Tu marches. Tes pieds sont poussière et tes mains sont briques, béton, pierres, tes pieds s'effritent et tes mains lourdes ne savent plus rien soulever. Tu marches. Devant toi ce n'est plus la rue ce n'est plus le quartier, ce ne sont plus les gamins sans chaussures qui tapent un vieux ballon, ce ne sont plus les marchands de fruits et leurs trésors colorés, devant toi c'est gouffre de silence, devant toi c'est la tempête immobile. La tempête endormie.
Tu marches. Tu ne sais plus d'où tu viens tu te demandes où tu es né tu te rappelle être arrivé par avion ce matin l'aéroport avait le bras en écharpe tu t'es engouffré dans un Jeep qui roulait trop vite tu as eu mal au coeur dans les route estropiées.
Et puis, tu as vu par la fenêtre de ton jeep tu as vu ce que tu n'aurais jamais pu jamais voulu imaginer tu as vu une ville piétinée par l'immense main de la nature, tu as vu une histoire une culture en débris, tu as vu des corps meurtris déposés sur le sol, tu as vu des gens hurler, tu as vu un bras d'enfant sous un tas de ruines trop lourd. Tu as vu un homme passer à vélo avec un sac de riz sur l'épaule.
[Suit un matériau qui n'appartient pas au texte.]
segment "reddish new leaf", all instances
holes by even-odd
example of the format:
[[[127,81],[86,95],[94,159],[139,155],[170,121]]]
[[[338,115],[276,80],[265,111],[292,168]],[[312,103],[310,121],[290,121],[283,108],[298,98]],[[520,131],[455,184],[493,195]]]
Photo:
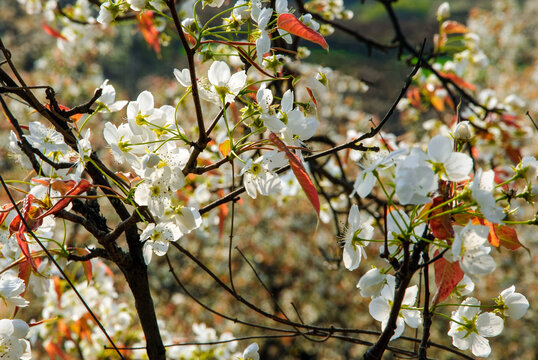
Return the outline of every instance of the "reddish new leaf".
[[[445,79],[452,81],[454,84],[456,84],[457,86],[461,88],[469,89],[471,91],[476,90],[476,86],[474,86],[471,83],[468,83],[467,81],[463,80],[456,74],[439,71],[439,75],[441,75]]]
[[[45,213],[37,217],[37,219],[43,219],[45,216],[53,215],[57,213],[58,211],[61,211],[64,209],[71,201],[73,201],[73,197],[80,195],[86,191],[88,191],[93,185],[90,184],[90,182],[86,179],[80,180],[80,182],[74,186],[71,190],[69,190],[65,197],[62,198],[60,201],[58,201],[56,204],[54,204],[53,207],[51,207],[49,210],[47,210]]]
[[[441,25],[441,29],[445,34],[466,34],[469,32],[465,25],[453,20],[445,21]]]
[[[439,251],[435,252],[435,256],[439,255]],[[463,271],[459,262],[449,262],[444,258],[440,258],[433,263],[435,269],[435,285],[437,291],[432,299],[432,304],[438,304],[448,298],[452,290],[463,279]]]
[[[489,223],[490,244],[495,247],[504,246],[510,250],[517,250],[525,246],[519,242],[517,233],[514,229],[506,225]]]
[[[60,34],[57,30],[51,28],[46,22],[42,22],[41,25],[43,26],[43,30],[45,30],[45,32],[47,34],[49,34],[50,36],[54,36],[55,38],[57,39],[62,39],[62,40],[66,40],[67,39],[65,38],[65,36],[63,36],[62,34]]]
[[[329,48],[329,44],[327,44],[327,42],[325,41],[323,36],[321,36],[321,34],[319,34],[318,32],[312,30],[311,28],[303,24],[293,14],[290,14],[290,13],[280,14],[280,16],[278,17],[276,26],[279,29],[287,31],[292,35],[299,36],[300,38],[316,43],[320,45],[322,48],[324,48],[325,50]]]
[[[161,43],[159,42],[159,30],[153,24],[153,12],[145,11],[138,17],[138,27],[144,40],[157,54],[161,53]]]
[[[284,142],[280,140],[280,138],[275,133],[271,132],[271,134],[269,134],[269,140],[271,140],[271,142],[275,144],[275,146],[280,151],[283,151],[286,154],[293,174],[297,178],[297,181],[299,181],[299,185],[301,185],[301,188],[303,188],[303,191],[308,197],[308,200],[310,200],[310,203],[316,210],[316,214],[319,217],[318,192],[316,190],[316,187],[312,183],[312,180],[310,180],[310,177],[308,176],[308,173],[306,172],[306,169],[304,168],[301,160],[299,159],[299,157],[297,157],[297,155],[292,153],[290,149],[288,149],[286,144],[284,144]]]
[[[435,208],[443,202],[444,198],[442,196],[437,196],[433,199],[431,207]],[[430,228],[432,229],[433,236],[439,240],[446,240],[454,237],[454,228],[452,227],[450,214],[439,215],[447,210],[450,210],[450,208],[445,205],[432,211],[430,216]]]

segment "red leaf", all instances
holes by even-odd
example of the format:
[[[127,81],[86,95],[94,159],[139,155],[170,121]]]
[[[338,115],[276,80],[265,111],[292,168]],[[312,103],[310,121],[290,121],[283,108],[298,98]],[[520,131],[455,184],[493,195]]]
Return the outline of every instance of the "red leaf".
[[[316,187],[312,183],[312,180],[310,180],[310,177],[308,176],[308,173],[306,172],[306,169],[304,168],[303,163],[301,162],[299,157],[297,157],[297,155],[295,155],[294,153],[292,153],[290,151],[290,149],[288,149],[286,144],[284,144],[284,142],[282,140],[280,140],[280,138],[274,132],[271,132],[269,134],[269,140],[271,140],[271,142],[273,144],[275,144],[275,146],[280,151],[283,151],[286,154],[286,157],[289,160],[289,163],[290,163],[290,166],[291,166],[291,170],[293,171],[293,174],[295,174],[295,177],[299,181],[299,184],[303,188],[303,191],[305,192],[306,196],[308,197],[308,200],[310,200],[310,203],[312,204],[312,206],[316,210],[316,214],[319,217],[319,197],[318,197],[318,192],[316,190]]]
[[[443,202],[444,198],[442,196],[437,196],[433,199],[431,207],[434,208]],[[452,227],[450,214],[438,215],[447,210],[450,210],[450,208],[445,205],[437,210],[432,211],[430,215],[430,228],[432,229],[433,236],[439,240],[446,240],[454,237],[454,228]]]
[[[75,252],[79,256],[84,256],[90,253],[88,250],[80,248],[76,248]],[[84,276],[86,276],[86,280],[88,281],[89,285],[93,277],[92,262],[90,260],[82,261],[82,268],[84,269]]]
[[[439,251],[435,252],[435,256],[439,254]],[[463,279],[463,271],[461,270],[459,262],[449,262],[444,258],[440,258],[433,263],[435,269],[435,285],[437,285],[437,291],[433,296],[432,303],[438,304],[444,301],[452,290]]]
[[[144,36],[144,40],[153,48],[157,54],[161,53],[161,43],[159,42],[159,31],[153,25],[153,12],[145,11],[138,17],[138,28]]]
[[[218,189],[217,194],[219,194],[220,197],[224,197],[225,195],[223,189]],[[222,235],[224,234],[224,221],[226,220],[226,216],[228,216],[228,205],[224,203],[219,206],[219,239],[222,239]]]
[[[474,86],[471,83],[468,83],[467,81],[463,80],[462,78],[460,78],[456,74],[445,73],[445,72],[439,71],[439,75],[441,75],[445,79],[448,79],[448,80],[452,81],[454,84],[456,84],[457,86],[459,86],[461,88],[466,88],[466,89],[469,89],[471,91],[476,90],[476,86]]]
[[[469,32],[465,25],[453,20],[445,21],[441,25],[441,29],[445,34],[466,34]]]
[[[53,215],[57,213],[58,211],[64,209],[71,201],[73,201],[73,197],[79,194],[82,194],[86,191],[88,191],[93,185],[90,184],[88,180],[82,179],[80,182],[71,188],[69,190],[64,198],[62,198],[60,201],[58,201],[56,204],[54,204],[53,207],[51,207],[49,210],[47,210],[45,213],[38,216],[36,219],[43,219],[45,216]]]
[[[492,246],[504,246],[510,250],[517,250],[522,246],[525,247],[519,242],[516,231],[511,227],[489,223],[489,228],[488,240],[490,240]]]
[[[327,42],[325,41],[323,36],[321,36],[321,34],[315,32],[314,30],[310,29],[308,26],[303,24],[293,14],[290,14],[290,13],[280,14],[280,16],[278,17],[276,26],[279,29],[287,31],[292,35],[299,36],[300,38],[316,43],[320,45],[322,48],[324,48],[325,50],[329,48],[329,44],[327,44]]]
[[[47,34],[49,34],[50,36],[54,36],[55,38],[57,39],[62,39],[62,40],[65,40],[67,41],[67,39],[65,38],[65,36],[63,36],[62,34],[60,34],[57,30],[54,30],[53,28],[51,28],[46,22],[42,22],[41,23],[41,26],[43,26],[43,30],[45,30],[45,32]]]

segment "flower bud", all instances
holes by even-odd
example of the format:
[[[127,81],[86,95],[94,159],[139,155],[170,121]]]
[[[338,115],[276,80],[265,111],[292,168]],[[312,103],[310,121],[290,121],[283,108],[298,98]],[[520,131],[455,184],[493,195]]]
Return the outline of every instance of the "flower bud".
[[[450,5],[445,1],[437,8],[437,20],[442,21],[450,17]]]
[[[456,125],[454,130],[454,138],[459,141],[467,142],[471,140],[471,128],[468,121],[462,121]]]

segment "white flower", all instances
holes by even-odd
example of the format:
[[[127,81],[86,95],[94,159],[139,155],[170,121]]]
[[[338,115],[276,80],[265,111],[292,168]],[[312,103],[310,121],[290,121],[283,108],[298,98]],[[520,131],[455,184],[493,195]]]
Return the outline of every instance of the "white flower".
[[[114,86],[108,84],[108,79],[103,82],[100,88],[103,91],[96,102],[107,111],[120,111],[127,105],[127,100],[116,101],[116,90],[114,89]]]
[[[480,211],[484,217],[492,223],[500,223],[504,218],[504,210],[497,205],[493,191],[495,190],[495,173],[493,170],[482,172],[482,169],[478,169],[471,189],[473,192],[473,198],[480,206]]]
[[[151,261],[152,253],[157,256],[163,256],[168,251],[170,241],[176,241],[183,233],[173,222],[160,222],[157,225],[151,223],[140,234],[140,241],[144,242],[144,262],[147,264]]]
[[[472,277],[486,275],[495,270],[495,260],[489,255],[491,248],[484,246],[488,241],[487,226],[472,225],[469,221],[465,227],[454,225],[454,233],[453,261],[459,261],[466,274]]]
[[[260,156],[255,161],[248,159],[239,175],[243,176],[243,185],[247,194],[255,199],[257,193],[267,196],[280,192],[282,185],[280,178],[271,170],[286,163],[285,154],[270,151]]]
[[[260,347],[257,343],[250,344],[245,351],[243,351],[243,356],[241,357],[242,360],[260,360],[260,355],[258,354],[258,350]]]
[[[189,69],[183,69],[183,70],[174,69],[174,76],[176,77],[177,81],[179,81],[179,83],[182,86],[189,87],[192,85],[191,72],[189,71]]]
[[[379,293],[386,282],[387,275],[382,274],[378,268],[373,268],[368,270],[368,272],[361,277],[357,284],[357,288],[360,289],[362,297],[376,297],[379,296]]]
[[[437,190],[437,175],[426,162],[424,151],[413,148],[396,166],[396,195],[403,205],[431,202],[428,194]]]
[[[469,141],[472,138],[469,121],[460,121],[454,129],[454,138],[459,141]]]
[[[475,298],[467,298],[452,313],[450,330],[452,344],[460,350],[471,348],[475,356],[488,357],[491,353],[489,341],[486,337],[499,335],[504,328],[503,320],[492,313],[480,312],[480,301]]]
[[[24,292],[24,281],[18,277],[4,274],[0,277],[0,299],[4,303],[18,307],[28,306],[29,302],[20,295]]]
[[[396,289],[396,279],[394,276],[387,276],[387,284],[381,290],[381,295],[375,297],[370,301],[368,309],[370,315],[377,321],[381,321],[381,330],[385,330],[387,322],[390,317],[392,309],[392,303],[394,301],[394,293]],[[402,307],[396,320],[396,329],[391,340],[399,338],[404,329],[405,324],[412,328],[417,328],[422,319],[420,318],[420,311],[409,309],[414,306],[418,293],[418,286],[413,285],[405,290],[404,299],[402,301]]]
[[[467,154],[452,151],[452,141],[443,135],[436,135],[428,144],[428,157],[436,173],[450,181],[463,181],[469,178],[473,160]]]
[[[538,176],[538,161],[534,156],[524,156],[515,170],[528,184],[531,184]]]
[[[395,164],[396,158],[401,156],[405,151],[405,149],[399,149],[390,153],[386,151],[367,152],[364,155],[363,164],[359,164],[359,166],[363,167],[363,170],[353,184],[353,192],[350,197],[353,197],[355,193],[363,199],[368,196],[377,181],[374,173],[378,169],[392,167]]]
[[[0,320],[0,357],[6,360],[27,360],[32,358],[28,335],[28,324],[19,319]]]
[[[234,102],[247,80],[247,74],[244,70],[231,75],[230,68],[223,61],[213,62],[207,72],[207,77],[212,85],[209,90],[218,94],[225,103]]]
[[[361,224],[360,213],[357,205],[353,205],[347,218],[348,228],[344,235],[344,266],[348,270],[355,270],[361,263],[361,258],[366,259],[364,247],[368,246],[368,241],[374,235],[374,228],[369,224]]]
[[[463,275],[463,278],[460,280],[458,285],[452,290],[452,293],[456,296],[465,296],[469,295],[474,291],[474,282],[467,276]]]
[[[515,292],[516,287],[510,286],[504,289],[499,297],[495,300],[500,307],[501,316],[510,316],[512,319],[521,319],[529,309],[529,300],[525,295]]]

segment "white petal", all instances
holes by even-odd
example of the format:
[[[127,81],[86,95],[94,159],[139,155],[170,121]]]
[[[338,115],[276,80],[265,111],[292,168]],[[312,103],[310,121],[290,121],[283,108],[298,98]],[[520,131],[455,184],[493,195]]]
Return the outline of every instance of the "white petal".
[[[497,336],[503,331],[503,328],[503,319],[493,313],[482,313],[476,319],[476,329],[482,336]]]
[[[207,72],[209,82],[215,86],[223,87],[230,80],[230,68],[223,61],[215,61]]]
[[[428,156],[431,160],[444,163],[452,154],[452,141],[443,135],[436,135],[428,144]]]

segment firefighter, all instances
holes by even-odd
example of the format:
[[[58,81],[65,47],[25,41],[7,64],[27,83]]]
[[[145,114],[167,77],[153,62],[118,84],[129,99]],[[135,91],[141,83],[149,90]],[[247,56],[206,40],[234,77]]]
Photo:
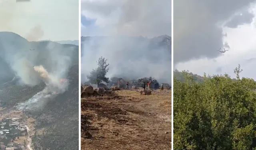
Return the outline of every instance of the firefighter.
[[[142,83],[142,87],[144,89],[146,89],[146,84],[144,82],[143,82],[143,83]]]
[[[161,87],[161,90],[160,91],[162,92],[164,90],[164,84],[163,83],[162,84],[162,86]]]
[[[126,83],[126,88],[125,89],[129,90],[129,82],[127,82],[127,83]]]

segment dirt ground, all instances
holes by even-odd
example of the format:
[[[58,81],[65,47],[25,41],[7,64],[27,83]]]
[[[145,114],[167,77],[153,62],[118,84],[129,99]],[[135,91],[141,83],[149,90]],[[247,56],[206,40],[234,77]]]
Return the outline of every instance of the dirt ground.
[[[171,149],[171,93],[122,90],[82,98],[82,149]]]

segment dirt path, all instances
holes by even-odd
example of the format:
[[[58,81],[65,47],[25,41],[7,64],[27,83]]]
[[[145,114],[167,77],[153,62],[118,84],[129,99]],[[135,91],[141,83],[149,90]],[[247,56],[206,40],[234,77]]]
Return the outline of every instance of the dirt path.
[[[82,99],[82,150],[170,150],[171,90]]]

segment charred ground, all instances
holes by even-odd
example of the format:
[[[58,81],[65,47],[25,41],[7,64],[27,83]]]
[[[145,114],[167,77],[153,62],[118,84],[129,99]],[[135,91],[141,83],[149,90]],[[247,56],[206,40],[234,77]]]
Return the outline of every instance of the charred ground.
[[[121,90],[82,98],[82,149],[170,149],[171,91]]]

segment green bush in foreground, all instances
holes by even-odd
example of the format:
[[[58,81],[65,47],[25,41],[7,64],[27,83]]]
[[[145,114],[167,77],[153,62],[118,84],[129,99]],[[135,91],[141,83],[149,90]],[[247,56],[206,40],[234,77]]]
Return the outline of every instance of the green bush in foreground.
[[[256,149],[256,83],[227,74],[174,80],[174,149]]]

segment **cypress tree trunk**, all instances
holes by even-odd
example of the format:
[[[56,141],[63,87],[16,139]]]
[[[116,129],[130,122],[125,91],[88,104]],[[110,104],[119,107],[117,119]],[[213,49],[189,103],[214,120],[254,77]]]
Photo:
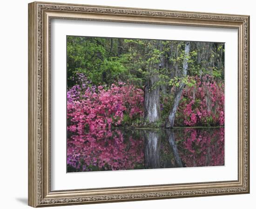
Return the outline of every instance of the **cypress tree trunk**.
[[[156,48],[157,43],[153,42],[153,49]],[[158,73],[159,65],[151,61],[148,66],[148,78],[144,88],[144,119],[150,123],[155,122],[161,118],[160,114],[160,87],[154,86],[159,81]]]
[[[188,61],[189,54],[190,48],[190,42],[189,41],[186,42],[185,45],[184,56],[183,61],[182,74],[183,77],[187,76],[188,72],[188,68],[189,67]],[[169,127],[170,128],[173,128],[174,126],[175,115],[176,114],[176,112],[177,111],[177,109],[178,108],[178,106],[179,105],[179,103],[180,102],[180,100],[181,100],[181,97],[182,96],[183,89],[184,86],[185,84],[184,83],[181,83],[180,84],[179,86],[176,89],[176,91],[175,91],[175,97],[174,98],[173,106],[168,118],[169,122],[170,122]]]

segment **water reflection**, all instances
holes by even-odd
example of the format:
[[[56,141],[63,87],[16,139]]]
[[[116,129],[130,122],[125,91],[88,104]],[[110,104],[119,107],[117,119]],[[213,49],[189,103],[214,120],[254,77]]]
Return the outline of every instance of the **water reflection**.
[[[114,130],[67,140],[68,172],[224,165],[224,128]]]

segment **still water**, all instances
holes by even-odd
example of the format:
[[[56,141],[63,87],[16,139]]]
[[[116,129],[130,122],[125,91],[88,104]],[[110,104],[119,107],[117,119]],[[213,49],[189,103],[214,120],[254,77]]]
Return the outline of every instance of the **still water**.
[[[68,139],[67,172],[224,165],[224,128],[115,129]]]

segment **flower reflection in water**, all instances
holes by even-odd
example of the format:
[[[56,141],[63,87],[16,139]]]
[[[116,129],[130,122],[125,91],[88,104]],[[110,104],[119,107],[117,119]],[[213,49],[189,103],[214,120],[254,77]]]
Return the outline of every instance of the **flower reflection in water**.
[[[224,128],[218,128],[69,136],[67,171],[224,165]]]

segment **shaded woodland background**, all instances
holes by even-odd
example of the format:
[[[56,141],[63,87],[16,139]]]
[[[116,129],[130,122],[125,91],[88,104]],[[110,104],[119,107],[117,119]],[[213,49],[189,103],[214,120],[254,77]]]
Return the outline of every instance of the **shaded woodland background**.
[[[67,36],[67,44],[68,130],[224,125],[223,43]]]

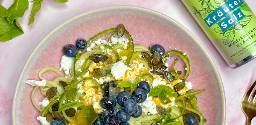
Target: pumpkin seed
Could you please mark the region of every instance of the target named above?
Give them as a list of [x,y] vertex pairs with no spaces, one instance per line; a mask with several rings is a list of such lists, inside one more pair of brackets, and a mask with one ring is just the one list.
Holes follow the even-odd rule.
[[54,117],[58,119],[62,120],[63,120],[63,116],[58,111],[54,111],[52,113]]
[[94,58],[96,57],[97,57],[98,56],[101,55],[101,55],[100,54],[98,54],[98,53],[93,54],[89,56],[89,59],[93,61],[93,59],[94,59]]
[[105,70],[100,68],[95,68],[94,71],[97,75],[101,76],[107,76],[107,73]]
[[67,86],[67,84],[66,82],[62,80],[59,81],[59,84],[60,84],[60,85],[61,88],[62,88],[64,90],[65,90],[64,87],[66,86]]
[[93,59],[93,61],[96,63],[99,62],[100,61],[104,62],[106,61],[108,58],[108,57],[106,55],[100,55],[99,56],[95,56],[95,57]]
[[125,34],[125,26],[122,24],[120,24],[117,26],[117,30],[116,33],[117,33],[117,37],[120,38]]
[[49,99],[52,98],[57,93],[57,87],[53,87],[50,88],[46,92],[46,97]]
[[71,108],[65,110],[65,113],[67,116],[69,117],[73,117],[76,115],[76,109]]
[[47,120],[47,122],[50,123],[52,122],[52,120],[53,120],[52,114],[52,113],[49,112],[48,112],[46,114],[46,116],[45,116],[45,118],[46,118],[46,120]]
[[152,64],[154,65],[157,65],[160,61],[163,59],[163,57],[157,51],[155,51],[152,56]]
[[161,106],[157,107],[157,111],[161,115],[166,115],[167,114],[167,113],[165,109]]
[[178,91],[183,89],[186,86],[186,84],[184,82],[178,83],[173,87],[173,89],[177,91]]

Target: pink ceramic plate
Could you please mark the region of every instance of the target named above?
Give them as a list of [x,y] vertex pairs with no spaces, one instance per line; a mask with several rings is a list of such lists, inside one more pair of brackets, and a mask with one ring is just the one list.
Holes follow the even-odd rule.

Le jeep s'est arrêté. Il n'y a avait plus de route. Il n'y avait plus de sol. Vous avez fait le reste à pied.
Tu marches. Parmi les hommes, parmi les femmes, parmi les chiens qui cherchent, parmi les secours qui te regardent avec des yeux trop pleins pour pouvoir les lire, parmis les blocs de béton la vitre cassée tu marches tes pieds traînent les larmes des orphelins de Port-au-Prince et les soupirs de soulagement des coups de fil outre-mer qui disent: ''Je vais bien''.
Tu marches derrière ta tête vient frapper la rumeur constante des sirènes et des cris, et sur ta tête tape ce soleil splendide, presque obscène, à quelques centaines de kilomètres sur la même île des vacanciers sirotent des pina-coladas en se faisant griller. À deux pas de toi, deux fillettes se partagent une bouteille d'eau. Tu marches.
Au loin tu aperçois l'équipe que tu dois rejoindre. Enfin. Tes pieds poussières accélèrent le pas, tu marches encore mais maintenant tu ne regardes plus les murs évanouis, les blessures sur ce qu'il reste des maisons. Ils sont cinq. Cinq secouristes....et quinze habitants de la ville, quinze hommes couverts de poussière, quinze femmes pieds-nus, qui se promènent entre les survivants meurtris, quinze maris qui pansent et désinfectent les plaies, quinze mères qui bercent des chagrins plus grands qu'eux, quinze amis qui n'ont pas dormi depuis trop longtemps, quinze citoyens qui reconstruisent déjà leur pays, quinze humains qui te montrent qu'ils sont plus forts que la mort.